Simply beautiful, Brian.


----------



## PenTurnerfromMaine (May 15, 2009)

Very nice


----------



## arjudy (May 15, 2009)

I really like that.


----------



## skiprat (May 18, 2009)

Very nice!!!!!:biggrin: And a big congrats on the well deserved cover shot too. I would have missed it otherwise.  

Very well done.


----------



## ldb2000 (May 18, 2009)

Looks great on the front page Brian .


----------



## OKLAHOMAN (May 18, 2009)

BRAVO!



Front page material if ever there was one!​


----------



## gmcnut (May 18, 2009)

That's a very handsome pen.


----------



## steve and pam (May 19, 2009)

great overlay...i am experimenting with some molds to make my own overlay...
will post if successful............

again GREAT PEN


----------



## texasfootball21 (May 19, 2009)

Without a doubt one of the best pens I've ever seen on this site.

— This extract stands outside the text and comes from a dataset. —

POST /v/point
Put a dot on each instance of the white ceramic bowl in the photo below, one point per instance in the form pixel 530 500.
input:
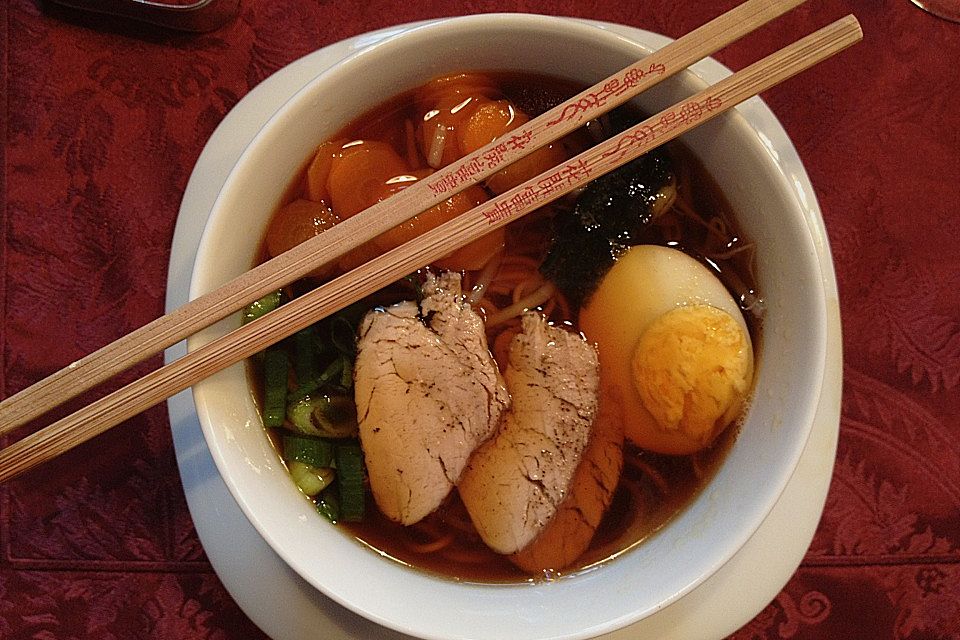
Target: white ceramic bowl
pixel 752 160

Its pens like this that keep me going. Hopefully someday I'll be able to make art like this.


----------



## bitshird (May 19, 2009)

Wow Brian, it's easy to see how that made the front page, Excellent work, absolutely top notch craftsmanship.


----------



## Glenn McCullough (May 19, 2009)

bRIAN,
    How about that! Absolutely front page...one stunning piece of work! Well done!!


----------



## Freethinker (May 19, 2009)

steve and pam said:


> ...i am experimenting with some molds to make my own overlay...
> will post if successful............



I look forward to seeing those pics!.........I love the idea of molding custom metal parts for pens. Exciting stuff.


----------



## bgray (May 20, 2009)

Thanks, everyone.


----------



## thefunkyP (May 22, 2009)

Sorry, meant to reply earlier, but got distracted with work and forgot.  

I've never been a huge fan of pen overlays, but you have designed it into this pen in a way that is not distracting but really has a pleasant look and feel to it.  

As always excellent craftsmanship Brian.  I'm always aspiring to reach your level of design and craftsmanship!

Thanks for sharing.


----------